Podcast Summary:

“Anyway, I’ll Drink to That” is a Boozn Sam’s production, exploring the fun, quirky, and fascinating tales of drinks (The Mint Julep in this episode) that define culture, history and the world. Every drink has a story to tell, and I’m going to tell it…as true as I can. Hosted by Sam, from Boozn Sam’s. Saddle up with a good cocktail and give me a few minutes of your time for a mystery surrounding a drink that changed the world.

Episode 13 Details:

The origins of the Mint Julep date back to ancient Persian times and the Safavid Empire, which was a famous but treacherous family that ruled most of Persia through murdering and killing their own family members. Persian culture was the birthplace for the name of this now famous Kentucky Derby drink.

Transcript of Podcast:

*This is the entire podcast episode in written form. Do not read if you want the audio version to be spoiled.

Pari looked on as the corpse of her brother Ishmail the second was lowered in the ground and buried. They concluded the Persian ritual as was customary, with a grand dinner fit for a king, because…well, Ishmail the second was a king, and they washed it down with a delicate drink that would give it’s name to a famous drink three hundred years later.

Pari watched the ceremonies with a cautious eye, was unconcerned. With her brother now dead, poisoned, mysteriously, the kingdom would fall to her. And what a kingdom it was. 

Considered as one of the three great empires of the early modern muslim world that also included the Ottoman Empire and the Mughal Empire, the Safavid Empire expanded from the Caucasus Mountains, wrapped around the Kaspian Sea, and ended where Iran is today.

Pari was no stranger to power, which, for a woman, was not uncommon during this time. Today, such behavior from the Middle East would be received quite different. But, back then, before the regression of values in the forward progression named religion, it was not unique for a woman to run a kingdom. 

Pari had, in fact, when her ailing father was in his last years. Then after his death, and after twenty years imprisoned by his own father, out of fear and jealousy for how well liked he was, Ishmail, with the help of Pari took the thrown. 

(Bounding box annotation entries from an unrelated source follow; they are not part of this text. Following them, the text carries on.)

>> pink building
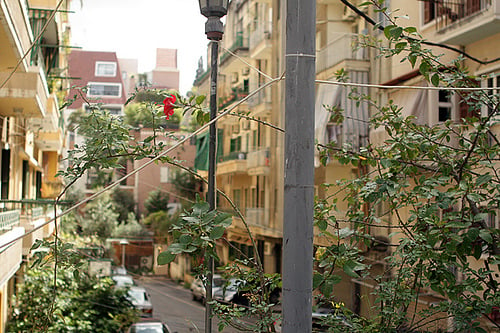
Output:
[68,50,127,115]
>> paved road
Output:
[136,277,239,333]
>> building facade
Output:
[0,0,70,332]
[194,0,500,330]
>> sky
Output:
[69,0,208,95]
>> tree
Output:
[7,244,138,333]
[81,189,118,241]
[111,213,149,238]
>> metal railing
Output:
[248,86,272,107]
[245,207,269,227]
[220,32,248,65]
[250,22,273,49]
[433,0,491,30]
[0,210,21,233]
[316,33,368,73]
[247,148,269,168]
[220,151,247,162]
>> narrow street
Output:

There were many other claims to the thrown at this time. The kingdom had grown powerful in the 75 years that it had already existed and there was much to desire in the way of wealth, land and power. Ishmail, to secure his spot, and with the help of his sister Pari, killed all those siblings, except for his full brother, who had a claim on the thrown. 

Without a clearly designated successor by her father, Pari had to imagine that the kingdom would fall apart from civil war and factions. Something had to be done. So she took a side. And, in doing so, I doubt either her or Ishmail the second participated in any of the customary funeral rituals that followed all of their murdered, with the drink that gave it’s name to a fashionable drink today. 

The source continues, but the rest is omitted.